We need to evaluate the indefinite integral $\int \frac{x^2 + 72}{(x \sin x + 9 \cos x)^2} dx$.

AnalysisCalculusIntegrationIndefinite IntegralTrigonometric FunctionsQuotient Rule

2025/3/17

1. Problem Description

We need to evaluate the indefinite integral

\int \frac{x^2 + 72}{(x \sin x + 9 \cos x)^2} dx

2. Solution Steps

Let's analyze the derivative of

\frac{\sin x}{x \sin x + 9 \cos x}

Using the quotient rule, we have:

\frac{d}{dx} \left(\frac{\sin x}{x \sin x + 9 \cos x}\right) = \frac{\cos x(x \sin x + 9 \cos x) - \sin x (\sin x + x \cos x - 9 \sin x)}{(x \sin x + 9 \cos x)^2}

= \frac{x \sin x \cos x + 9 \cos^2 x - \sin^2 x - x \sin x \cos x + 9 \sin^2 x}{(x \sin x + 9 \cos x)^2}

= \frac{9 (\cos^2 x + \sin^2 x) - (\sin^2 x)}{(x \sin x + 9 \cos x)^2} = \frac{9 - \sin^2 x}{(x \sin x + 9 \cos x)^2}

Now let's analyze the derivative of

\frac{-x \cos x}{x \sin x + 9 \cos x}

\frac{d}{dx} \left( \frac{-x \cos x}{x \sin x + 9 \cos x} \right) = \frac{(- \cos x + x \sin x)(x \sin x + 9 \cos x) - (-x \cos x)(\sin x + x \cos x - 9 \sin x)}{(x \sin x + 9 \cos x)^2}

= \frac{-x \sin x \cos x - 9 \cos^2 x + x^2 \sin^2 x + 9x \sin x \cos x + x \sin x \cos x + x^2 \cos^2 x - 9x \sin x \cos x}{(x \sin x + 9 \cos x)^2}

= \frac{-9 \cos^2 x + x^2 (\sin^2 x + \cos^2 x)}{(x \sin x + 9 \cos x)^2} = \frac{x^2 - 9 \cos^2 x}{(x \sin x + 9 \cos x)^2}

We notice that

\frac{x^2 + 72}{(x \sin x + 9 \cos x)^2} = \frac{(x^2 - 9 \cos^2 x) + (9 - \sin^2 x) + 9 \cos^2 x + \sin^2 x + 63}{(x \sin x + 9 \cos x)^2} = \frac{x^2 - 9 \cos^2 x}{(x \sin x + 9 \cos x)^2} + \frac{9 - \sin^2 x}{(x \sin x + 9 \cos x)^2} + \frac{63}{(x \sin x + 9 \cos x)^2}

Let's consider

\frac{d}{dx} \left(\frac{\sin x - x \cos x}{x \sin x + 9 \cos x}\right)

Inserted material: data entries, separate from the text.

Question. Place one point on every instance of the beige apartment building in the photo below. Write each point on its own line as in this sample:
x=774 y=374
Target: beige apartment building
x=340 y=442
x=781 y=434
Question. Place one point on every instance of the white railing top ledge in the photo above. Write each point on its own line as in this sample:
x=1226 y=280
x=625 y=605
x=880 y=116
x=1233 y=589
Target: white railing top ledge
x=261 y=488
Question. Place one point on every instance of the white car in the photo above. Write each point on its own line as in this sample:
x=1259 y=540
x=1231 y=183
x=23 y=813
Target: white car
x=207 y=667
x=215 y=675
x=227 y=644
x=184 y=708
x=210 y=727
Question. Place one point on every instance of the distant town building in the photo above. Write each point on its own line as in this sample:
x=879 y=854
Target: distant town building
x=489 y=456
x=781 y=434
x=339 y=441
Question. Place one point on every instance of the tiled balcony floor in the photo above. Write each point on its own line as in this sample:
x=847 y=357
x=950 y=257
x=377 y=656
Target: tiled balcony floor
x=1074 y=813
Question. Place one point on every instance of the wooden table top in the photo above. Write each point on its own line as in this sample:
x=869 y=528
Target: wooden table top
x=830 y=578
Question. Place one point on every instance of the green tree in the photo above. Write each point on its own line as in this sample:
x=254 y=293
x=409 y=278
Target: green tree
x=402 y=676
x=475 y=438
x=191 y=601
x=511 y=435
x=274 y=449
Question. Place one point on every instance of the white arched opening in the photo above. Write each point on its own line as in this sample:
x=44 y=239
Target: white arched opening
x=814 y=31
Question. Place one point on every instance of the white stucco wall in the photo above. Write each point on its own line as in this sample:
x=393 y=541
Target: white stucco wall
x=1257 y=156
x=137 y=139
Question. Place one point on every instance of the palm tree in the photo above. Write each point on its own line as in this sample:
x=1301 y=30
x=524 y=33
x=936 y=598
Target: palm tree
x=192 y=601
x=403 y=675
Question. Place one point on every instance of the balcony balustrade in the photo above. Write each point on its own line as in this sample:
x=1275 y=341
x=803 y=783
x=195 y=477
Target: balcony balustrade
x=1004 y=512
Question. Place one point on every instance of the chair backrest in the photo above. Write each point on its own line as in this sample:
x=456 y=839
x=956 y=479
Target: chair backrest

Using the quotient rule, we have:

\frac{d}{dx} \left(\frac{\sin x - x \cos x}{x \sin x + 9 \cos x}\right) = \frac{(\cos x - \cos x + x \sin x)(x \sin x + 9 \cos x) - (\sin x - x \cos x)(\sin x + x \cos x - 9 \sin x)}{(x \sin x + 9 \cos x)^2}

= \frac{x^2 \sin^2 x + 9x \sin x \cos x - (\sin^2 x + x \sin x \cos x - 9 \sin^2 x - x \sin x \cos x - x^2 \cos^2 x + 9x \cos x \sin x)}{(x \sin x + 9 \cos x)^2}

= \frac{x^2 \sin^2 x + 9x \sin x \cos x - \sin^2 x - x \sin x \cos x + 9 \sin^2 x + x \sin x \cos x + x^2 \cos^2 x - 9x \sin x \cos x}{(x \sin x + 9 \cos x)^2}

= \frac{x^2 (\sin^2 x + \cos^2 x) + 8 \sin^2 x}{(x \sin x + 9 \cos x)^2} = \frac{x^2 + 8 \sin^2 x + 72 - 8 \sin^2 x - 72}{(x \sin x + 9 \cos x)^2} = \frac{x^2 + 72 - 8 \sin^2 x - 72}{(x \sin x + 9 \cos x)^2}

We observe that

\frac{d}{dx} \left( \frac{\sin x}{x \sin x + 9 \cos x} - \frac{x \cos x}{x \sin x + 9 \cos x} \right) = \frac{9 - \sin^2 x + x^2 - 9 \cos^2 x}{(x \sin x + 9 \cos x)^2} = \frac{x^2 - 9 \cos^2 x + 9 - \sin^2 x}{(x \sin x + 9 \cos x)^2}

Hence we want to integrate

\int \frac{x^2 + 72}{(x \sin x + 9 \cos x)^2} dx

Let

u = \frac{-x \cos x + \sin x}{x \sin x + 9 \cos x}

Then

\frac{du}{dx} = \frac{x^2+8\sin^2(x)}{(x \sin(x)+9\cos(x))^2}

Consider

I = \int \frac{x^2+72}{(x \sin x + 9 \cos x)^2} dx = \int \frac{x^2+81 - 9+72}{(x \sin x + 9 \cos x)^2} dx

Let's try

\frac{x \sin x - 9 \cos x}{(x \sin x + 9 \cos x)}

Then

I = \frac{x \sin x - 9 \cos x}{(x \sin x + 9 \cos x)}

Final guess:

\int \frac{x^2 + 72}{(x \sin x + 9 \cos x)^2} dx = \frac{-x \cos x + \sin x}{x \sin x + 9 \cos x} + C = \frac{\sin x - x \cos x}{x \sin x + 9 \cos x} + C

\frac{d}{dx}\left( \frac{\sin x - x \cos x}{x \sin x + 9 \cos x} \right) = \frac{x^2 + 8\sin^2(x)}{(x \sin x + 9 \cos x)^2}

Not quite.

\frac{x \sin x -9 \cos x}{(x \sin x + 9 \cos x)}

3. Final Answer

\frac{-x\cos(x)+\sin(x)}{x\sin(x)+9\cos(x)}

Given the function $f(x) = \frac{x^2+3}{x+1}$, we need to: 1. Determine the domain of definition of ...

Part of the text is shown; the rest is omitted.